Who knew a day would come when an obscure half-word such as ‘knol’ would shot into prominence so fast that in just 2 days at least 182,000 web pages would be written about it.
Thanks to Google, this is what has happened. Ever since Udi Manber, the VP Engineering of Google, announced the launch of Google Knol giving an example of Rachel Manber’s (perhaps Udi’s wife) article on Insomnia, every blog worth its salt has rushed in to cover the topic.
In the melee though there’s one thing almost all seem to be standing by, which is that Knol is Google’s attempt to break into the space of which the sole occupant is the ubiquitous Wikipedia.
The content parts of the two look uncannily same. By that I mean the main purpose of both Knol and Wikipedia does match with each other. But there are differences too. Let’s see what differs in Knol.
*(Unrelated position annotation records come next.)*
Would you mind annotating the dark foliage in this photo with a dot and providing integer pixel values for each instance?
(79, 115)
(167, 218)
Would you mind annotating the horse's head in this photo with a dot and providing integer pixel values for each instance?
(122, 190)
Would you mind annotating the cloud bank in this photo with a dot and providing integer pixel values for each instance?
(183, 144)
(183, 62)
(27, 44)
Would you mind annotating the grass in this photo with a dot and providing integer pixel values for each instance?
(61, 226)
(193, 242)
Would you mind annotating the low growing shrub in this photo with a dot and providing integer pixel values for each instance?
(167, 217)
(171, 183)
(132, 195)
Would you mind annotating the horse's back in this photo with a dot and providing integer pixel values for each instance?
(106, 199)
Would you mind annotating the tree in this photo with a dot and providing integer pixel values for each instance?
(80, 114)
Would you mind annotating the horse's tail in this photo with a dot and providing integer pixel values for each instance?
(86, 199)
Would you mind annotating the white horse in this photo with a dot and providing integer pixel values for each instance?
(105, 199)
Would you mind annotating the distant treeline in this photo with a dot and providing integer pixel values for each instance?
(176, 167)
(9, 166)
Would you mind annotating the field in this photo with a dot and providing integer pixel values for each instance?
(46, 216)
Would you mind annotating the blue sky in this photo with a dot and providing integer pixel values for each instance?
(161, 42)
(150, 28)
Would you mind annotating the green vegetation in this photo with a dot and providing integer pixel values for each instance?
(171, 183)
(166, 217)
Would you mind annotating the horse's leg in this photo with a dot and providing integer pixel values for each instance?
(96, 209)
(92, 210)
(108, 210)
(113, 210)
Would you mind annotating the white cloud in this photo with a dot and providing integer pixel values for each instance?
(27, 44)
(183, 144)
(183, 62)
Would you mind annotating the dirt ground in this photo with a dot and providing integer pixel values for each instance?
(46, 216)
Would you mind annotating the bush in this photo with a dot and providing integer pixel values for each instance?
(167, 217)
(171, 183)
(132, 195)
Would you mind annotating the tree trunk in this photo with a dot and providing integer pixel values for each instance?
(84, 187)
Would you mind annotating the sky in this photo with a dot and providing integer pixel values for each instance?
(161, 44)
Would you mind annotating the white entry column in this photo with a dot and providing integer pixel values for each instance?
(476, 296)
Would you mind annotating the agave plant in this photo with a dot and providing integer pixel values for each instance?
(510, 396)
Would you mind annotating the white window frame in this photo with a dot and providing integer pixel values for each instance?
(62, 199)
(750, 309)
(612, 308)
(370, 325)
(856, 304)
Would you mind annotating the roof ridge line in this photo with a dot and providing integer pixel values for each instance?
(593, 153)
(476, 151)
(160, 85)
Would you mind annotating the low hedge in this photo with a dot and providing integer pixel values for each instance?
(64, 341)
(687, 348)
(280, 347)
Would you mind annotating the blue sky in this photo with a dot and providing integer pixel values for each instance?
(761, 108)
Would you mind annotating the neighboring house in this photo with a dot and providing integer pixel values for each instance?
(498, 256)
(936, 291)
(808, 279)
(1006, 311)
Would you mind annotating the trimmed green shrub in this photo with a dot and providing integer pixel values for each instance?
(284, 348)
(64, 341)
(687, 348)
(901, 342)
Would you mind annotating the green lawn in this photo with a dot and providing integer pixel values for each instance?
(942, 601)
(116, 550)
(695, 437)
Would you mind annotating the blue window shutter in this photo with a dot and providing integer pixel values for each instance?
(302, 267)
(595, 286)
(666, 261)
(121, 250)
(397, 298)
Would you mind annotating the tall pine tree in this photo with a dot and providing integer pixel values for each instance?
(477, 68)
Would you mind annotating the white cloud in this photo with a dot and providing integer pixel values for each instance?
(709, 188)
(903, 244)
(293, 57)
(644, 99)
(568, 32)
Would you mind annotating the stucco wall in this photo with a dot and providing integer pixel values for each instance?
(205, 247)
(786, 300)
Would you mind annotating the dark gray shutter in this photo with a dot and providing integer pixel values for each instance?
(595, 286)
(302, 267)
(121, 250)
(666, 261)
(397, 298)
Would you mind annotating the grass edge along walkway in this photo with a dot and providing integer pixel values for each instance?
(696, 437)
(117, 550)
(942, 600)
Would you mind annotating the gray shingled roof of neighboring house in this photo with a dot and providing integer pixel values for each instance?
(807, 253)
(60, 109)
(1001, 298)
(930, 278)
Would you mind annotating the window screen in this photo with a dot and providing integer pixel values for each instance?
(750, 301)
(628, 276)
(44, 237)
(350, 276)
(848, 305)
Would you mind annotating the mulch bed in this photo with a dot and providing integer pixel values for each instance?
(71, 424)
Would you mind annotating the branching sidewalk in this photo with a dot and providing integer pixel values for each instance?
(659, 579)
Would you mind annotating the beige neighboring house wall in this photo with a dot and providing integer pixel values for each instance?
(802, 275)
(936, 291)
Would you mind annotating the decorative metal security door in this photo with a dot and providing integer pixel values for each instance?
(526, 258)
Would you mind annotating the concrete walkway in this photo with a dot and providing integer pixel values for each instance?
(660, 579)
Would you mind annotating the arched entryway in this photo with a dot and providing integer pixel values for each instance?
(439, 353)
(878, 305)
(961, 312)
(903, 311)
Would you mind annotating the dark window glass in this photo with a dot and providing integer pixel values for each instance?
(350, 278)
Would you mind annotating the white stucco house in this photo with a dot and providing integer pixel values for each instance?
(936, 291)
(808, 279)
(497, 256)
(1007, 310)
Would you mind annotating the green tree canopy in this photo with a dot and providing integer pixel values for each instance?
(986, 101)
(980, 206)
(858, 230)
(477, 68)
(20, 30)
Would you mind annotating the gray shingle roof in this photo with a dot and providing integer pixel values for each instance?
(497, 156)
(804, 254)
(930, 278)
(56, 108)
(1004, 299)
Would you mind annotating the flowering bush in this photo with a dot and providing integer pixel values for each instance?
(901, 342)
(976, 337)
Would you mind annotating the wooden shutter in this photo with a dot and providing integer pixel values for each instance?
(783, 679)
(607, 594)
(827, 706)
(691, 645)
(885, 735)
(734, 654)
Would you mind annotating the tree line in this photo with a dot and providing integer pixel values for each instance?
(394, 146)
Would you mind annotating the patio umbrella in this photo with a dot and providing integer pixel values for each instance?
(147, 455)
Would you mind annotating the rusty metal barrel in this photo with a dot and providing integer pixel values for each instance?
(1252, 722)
For one thing, going by Rachel’s article page on insomnia, an author will not likely be an unseen and unknown entity. This is very important because readers will have the chance to know how qualified the author of an article is, and what authority he or she has to guide the course of that article. Now, isn’t there a ring of transparency?
Second, Knol’s pages appear more structured. What I mean is it may be relatively easy to navigate its pages compared to Wikipedia.
It’s not that Wikipedia is any worse, but the fact is many of its pages have such bulky paragraphs that it becomes quite difficult to locate ‘exact’ information, akin to finding a needle in a haystack.
For all you know, the bulkiness may however be beyond Google’s control as well, for as Udi tells us:
Google will not serve as an editor in any way, and will not bless any content. All editorial responsibilities and control will rest with the authors.
The third point that comes to mind is that since anybody can contribute to Knol, it is a golden opportunity for talented writers and experts to come into focus that may open up great possibilities for them.
There is a small hitch however. Remember only a Google ‘account holder’ can write in Knol. A clever way to lure new users, won’t you say!
Coming to Wikipedia, I confess being an addict for even a tiny need. But unlike many others I do not rue Knol’s entry into Wikipedia’s turf for the simple reason that a bi-polar environment is always preferable than a uni-polar one.
Wikipedia does face serious and fancied contenders time to time to the crown it has monopolized. The recent example is Yahoo Answers, which many had opined will gradually eclipse Wikipedia’s prominence when it started.
In reality, the latter’s prominence only grew over time.
Will Knol be any different? This only time will tell. If it really clicks well, this may lead to another churning in the way content is made available free on the web.